Pathology Lab-Male GU System Flashcards
A 25-year-old sexually active woman presented to her primary care physician for evaluation of post-coital suprapubic pain and dysuria with urgency, frequency and associated with bladder fullness. She used a diaphragm with a spermicide prior to initiation of coitus. She had experienced two episodes of urinary tract infection (UTI) within the previous six months. She also gave a history of occasional episodes of Candida vulvo-vaginitis with an associated discharge, which was treated with cotrimazole. Her maternal grandfather had died of urothelial carcinoma. She was otherwise well but suffered regularly from mid-cycle mittelschmerz. T = 99.6°F. Pulse rate = 78/min. RR = 18/min. Vaginal examination disclosed the presence of bilateral tenderness in the adnexal regions. If labs show bacteria in the urine and increased WBCs. Does this mean that she has acute cystitis?
No. You may not have had a clean catch or have cystitis not due to infection (with normal bacterial colonization).
A 65-year-old white male complains of nocturia and difficulty starting and stopping his urinary stream. 7 pack year smoking history; quit 3 years ago. No incontinence, history of STDs, or pain on urination. Abnormal nodularity on digital rectal examination. PSA is 2.0 ng/mL (nl: < 4.0 ng/mL). Is there anything you want to know about this patient before analyzing his PSA?
Recent ejaculation? Recent prostatitis? Recent DRE? Recent bicycle ride? All of these things can elevate your PSA.
A 68-year-old AA male has a screening physical examination, which reveals an abnormal DRE. Nocturia, retention, and dribbling noted. Back pain for the past three months. A firm prostatic nodule of about 1 cm diameter is palpated. There is tenderness upon palpitation of the lower spine. Prostate specific antigen (PSA) level= 12 ng/mL. What are two reasons this patient might have bone pain?
Metastasis of prostatic adenocarcinoma or a chronic prostatitis.
A 58-year-old male with presents with a three-month history of intermittent painless hematuria. 18 year hx of HTN, well controlled with medication. A 40-year history of smoking one-and-a-half packs a day. No urethral discharge or palpable regional lymph nodes. What are some possible etiologies of his condition?
Urothelial carcinoma can be caused by smoking (50-80% of cases), 2-naphthylamine, schistosomiasis, long term analgesic use, cyclophosphamide and irradiation.

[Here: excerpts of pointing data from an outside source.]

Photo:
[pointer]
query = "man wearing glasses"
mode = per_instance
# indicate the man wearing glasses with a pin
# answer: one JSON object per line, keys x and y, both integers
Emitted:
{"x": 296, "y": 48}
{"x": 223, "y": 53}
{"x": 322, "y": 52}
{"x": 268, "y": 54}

A 32-year-old man presents with painless enlargement of his left testicle. Non-tender, nodular left testicle that is twice the size of his right testicle. Testicular ultrasound shows parenchymal mass. What are some things that present as a testicular mass?
Germ cell tumors, sex-cord stromal tumors, hydrocele, torsion, mumps. Someone of this patient’s age is at risk for testicular cancer.
What is responsible for a low PSA in patients with highly malignant prostatic adenocarcinoma?
The cells are so poorly differentiated that they cannot even produce PSA.
What types of pathogens are causes of chronic prostatitis that does not present as a bacteria prostatitis?
Obligate intracellular organisms like mycoplasm or chlamydia.
Why is cystitis more common in females?
Shorter urethra
Common infective agents responsible for acute cystitis?
E. coli, Proteus, Klebsiella, Enterobacter
Lab tests to do in patients with cystitis?
Urinalysis (>10 WBCs phf), dipstick (leukocyte esterase/nitrites) and culture.
Cystitis presentation w/schistosomiasis
Eggs in urine and granulomatous inflammation of bladder w/risk of squamous cell carcinoma of the urinary bladder.
What would you expect to see on histology of this image and what is causing this condition?
Malacoplakia. Note the flat, yellowish plaques throughout the mucosa. On histology you see foamy macrophages, vesicular inflammation and Michaelis-Gutmann bodies (bacterial concretions) due to macrophage dysfunction. The macrophages are able to phagocytose the pathogen but not able to degrade them.
What is your diagnosis of the image shown below from a urinary biopsy?
Chronic cystitis. Note the lymphocytic infiltrate (chronic inflammation), hemorrhage, fibrosis and edema.
What is your diagnosis of the image shown below from a urinary biopsy? What might give you this condition?
Granulomatous cystitis. Note the nodules of inflammation and pink aggregates. This can be caused by schistosomiasis, Tb and BCG immunotherapy.
What is your diagnosis of the image shown below from a urinary biopsy? What is responsible for the granulomas seen below?
Note the granulomatous inflammation surrounding the schistosomal eggs. This is schistosomiasis. IF-gamma and IL-4 play a role in activation of granulomas.